Damals ging die Geschichte so weiter: Nachdem die Marine des Zaren vernichtet war und Russland nicht nur auf die weitere Expansion verzichten, sondern sogar nach verlorenen Schlachten auch auf dem Festland annektierte Territorien abtreten musste, ging es mit Russlands wirtschaftlicher Lage dank Korruption und politischer Unfähigkeit noch rasanter bergab. Es kam zu zahlreichen Aufständen, in deren Konsequenz der Zar im Februar 1917 durch eine bürgerliche Regierung ersetzt wurde.
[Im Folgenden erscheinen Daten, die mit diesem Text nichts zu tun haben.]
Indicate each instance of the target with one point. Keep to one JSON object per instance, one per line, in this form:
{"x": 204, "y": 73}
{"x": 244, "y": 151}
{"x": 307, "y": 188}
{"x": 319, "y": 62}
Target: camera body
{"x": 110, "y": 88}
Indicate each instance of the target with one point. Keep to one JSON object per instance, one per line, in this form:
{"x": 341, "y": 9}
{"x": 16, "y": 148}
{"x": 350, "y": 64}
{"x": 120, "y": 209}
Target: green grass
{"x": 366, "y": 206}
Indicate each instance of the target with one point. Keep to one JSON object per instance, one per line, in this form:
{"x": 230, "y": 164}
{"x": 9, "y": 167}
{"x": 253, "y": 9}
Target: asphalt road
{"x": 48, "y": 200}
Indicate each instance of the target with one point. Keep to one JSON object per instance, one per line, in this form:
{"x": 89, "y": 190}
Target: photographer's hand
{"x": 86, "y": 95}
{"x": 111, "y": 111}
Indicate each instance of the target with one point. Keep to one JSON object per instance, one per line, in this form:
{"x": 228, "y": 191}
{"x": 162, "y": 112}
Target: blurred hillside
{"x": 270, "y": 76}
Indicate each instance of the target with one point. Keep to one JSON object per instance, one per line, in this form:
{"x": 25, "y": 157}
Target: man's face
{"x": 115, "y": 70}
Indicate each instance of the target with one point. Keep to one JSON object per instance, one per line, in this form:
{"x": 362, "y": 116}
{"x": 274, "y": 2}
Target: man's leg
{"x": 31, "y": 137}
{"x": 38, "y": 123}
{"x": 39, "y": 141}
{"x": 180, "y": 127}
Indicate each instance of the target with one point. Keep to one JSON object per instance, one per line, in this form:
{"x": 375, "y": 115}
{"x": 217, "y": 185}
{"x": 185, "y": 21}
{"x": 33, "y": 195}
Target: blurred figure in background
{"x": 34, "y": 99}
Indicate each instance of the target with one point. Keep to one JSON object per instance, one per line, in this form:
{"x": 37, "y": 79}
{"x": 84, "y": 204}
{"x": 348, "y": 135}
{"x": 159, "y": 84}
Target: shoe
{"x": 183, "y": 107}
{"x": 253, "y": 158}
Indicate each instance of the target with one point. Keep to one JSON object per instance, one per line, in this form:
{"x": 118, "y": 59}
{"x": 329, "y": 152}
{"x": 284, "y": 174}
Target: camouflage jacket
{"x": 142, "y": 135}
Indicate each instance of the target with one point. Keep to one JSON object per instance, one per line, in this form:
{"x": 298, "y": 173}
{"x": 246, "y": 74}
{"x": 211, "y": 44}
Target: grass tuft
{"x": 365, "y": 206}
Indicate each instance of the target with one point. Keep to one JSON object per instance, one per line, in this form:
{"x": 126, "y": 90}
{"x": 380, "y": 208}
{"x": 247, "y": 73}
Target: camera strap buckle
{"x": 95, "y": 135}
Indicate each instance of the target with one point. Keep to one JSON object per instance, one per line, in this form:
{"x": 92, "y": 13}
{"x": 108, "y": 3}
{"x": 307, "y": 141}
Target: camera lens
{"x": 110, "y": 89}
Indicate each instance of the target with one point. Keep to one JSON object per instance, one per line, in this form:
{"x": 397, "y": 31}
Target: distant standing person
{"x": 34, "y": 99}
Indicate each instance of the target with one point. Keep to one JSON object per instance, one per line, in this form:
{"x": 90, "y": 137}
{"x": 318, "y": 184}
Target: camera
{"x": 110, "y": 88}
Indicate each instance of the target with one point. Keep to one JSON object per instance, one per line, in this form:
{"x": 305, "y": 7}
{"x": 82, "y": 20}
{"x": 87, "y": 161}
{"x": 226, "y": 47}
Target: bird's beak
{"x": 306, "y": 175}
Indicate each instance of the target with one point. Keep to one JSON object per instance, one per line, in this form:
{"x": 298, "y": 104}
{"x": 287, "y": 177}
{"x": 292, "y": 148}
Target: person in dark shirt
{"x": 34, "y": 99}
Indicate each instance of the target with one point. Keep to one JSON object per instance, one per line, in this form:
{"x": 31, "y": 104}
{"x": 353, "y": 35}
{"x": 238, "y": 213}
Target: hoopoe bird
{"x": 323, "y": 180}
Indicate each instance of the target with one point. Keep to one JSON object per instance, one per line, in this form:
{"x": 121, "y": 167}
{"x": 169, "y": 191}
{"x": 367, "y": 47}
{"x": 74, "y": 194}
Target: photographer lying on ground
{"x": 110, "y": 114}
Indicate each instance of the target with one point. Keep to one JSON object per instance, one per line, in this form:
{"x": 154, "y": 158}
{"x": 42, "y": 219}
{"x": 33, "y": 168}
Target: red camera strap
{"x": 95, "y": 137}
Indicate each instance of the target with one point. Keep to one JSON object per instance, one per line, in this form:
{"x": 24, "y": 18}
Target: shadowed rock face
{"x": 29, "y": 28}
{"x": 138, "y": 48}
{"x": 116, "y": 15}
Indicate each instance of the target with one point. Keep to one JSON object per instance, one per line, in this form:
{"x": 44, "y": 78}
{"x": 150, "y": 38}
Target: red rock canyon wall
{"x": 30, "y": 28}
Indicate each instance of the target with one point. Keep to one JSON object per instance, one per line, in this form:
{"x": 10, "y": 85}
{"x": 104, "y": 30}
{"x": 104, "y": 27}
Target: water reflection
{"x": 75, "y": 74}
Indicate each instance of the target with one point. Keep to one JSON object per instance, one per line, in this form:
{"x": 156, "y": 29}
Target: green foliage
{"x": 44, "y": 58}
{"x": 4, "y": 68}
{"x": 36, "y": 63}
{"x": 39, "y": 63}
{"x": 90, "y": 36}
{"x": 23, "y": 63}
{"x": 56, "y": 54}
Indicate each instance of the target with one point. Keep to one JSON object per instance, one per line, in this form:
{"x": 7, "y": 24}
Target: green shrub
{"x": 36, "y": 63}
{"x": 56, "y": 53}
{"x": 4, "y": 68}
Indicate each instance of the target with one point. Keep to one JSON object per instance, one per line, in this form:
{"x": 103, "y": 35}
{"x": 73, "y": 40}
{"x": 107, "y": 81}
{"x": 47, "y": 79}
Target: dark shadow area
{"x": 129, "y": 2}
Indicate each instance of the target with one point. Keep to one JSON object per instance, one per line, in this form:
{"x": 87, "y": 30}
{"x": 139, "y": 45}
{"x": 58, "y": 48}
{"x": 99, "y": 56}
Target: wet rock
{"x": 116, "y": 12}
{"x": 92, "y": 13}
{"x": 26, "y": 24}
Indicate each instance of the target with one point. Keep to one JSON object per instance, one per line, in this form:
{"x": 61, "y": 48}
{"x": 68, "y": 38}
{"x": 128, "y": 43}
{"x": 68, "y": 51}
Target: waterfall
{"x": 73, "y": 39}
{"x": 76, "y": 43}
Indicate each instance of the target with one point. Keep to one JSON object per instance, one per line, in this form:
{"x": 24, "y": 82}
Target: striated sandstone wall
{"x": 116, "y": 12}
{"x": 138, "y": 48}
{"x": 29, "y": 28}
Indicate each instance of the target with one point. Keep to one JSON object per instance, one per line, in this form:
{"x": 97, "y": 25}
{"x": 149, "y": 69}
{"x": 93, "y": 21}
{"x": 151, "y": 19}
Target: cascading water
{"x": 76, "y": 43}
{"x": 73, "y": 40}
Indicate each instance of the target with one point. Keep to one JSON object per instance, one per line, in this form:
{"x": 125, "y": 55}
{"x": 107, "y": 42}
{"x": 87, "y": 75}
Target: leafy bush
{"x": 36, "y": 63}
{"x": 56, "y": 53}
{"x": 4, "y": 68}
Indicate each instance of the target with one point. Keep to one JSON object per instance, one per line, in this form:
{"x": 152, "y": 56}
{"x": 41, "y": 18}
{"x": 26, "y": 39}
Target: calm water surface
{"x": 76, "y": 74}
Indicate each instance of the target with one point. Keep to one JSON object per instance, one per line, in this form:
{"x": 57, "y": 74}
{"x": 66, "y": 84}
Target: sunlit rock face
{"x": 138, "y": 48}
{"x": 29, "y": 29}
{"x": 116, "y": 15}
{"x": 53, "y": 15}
Die allerdings hielt sich gerade gut ein halbes Jahr, bis im Spätherbst des Jahres kommunistische Berufsrevolutionäre die Macht usurpierten und das Russische Imperium in ein räterepublikanisches umwandelten. Der nachfolgende, langjährige Bürgerkrieg zeugte verbrecherische Politiker wie Wladimir Iljitsch Uljanow, genannt „Lenin“, Iosseb Bessarionis dse Dschughaschwili, genannt „Stalin“ – und in seiner Spätfolge jenen Wladimir Wladimirowitsch Putin, der unter Bruch geltender Verträge ein Nachbarland überfällt und dessen Bevölkerung eine eigene Volksidentität grundsätzlich abspricht.

Wie gesagt: Geschichte wiederholt sich nicht. Aber manche Parallelen sind durchaus auch dann symbolisch, wenn sich der weitere Weg in die Zukunft noch nicht abzeichnet.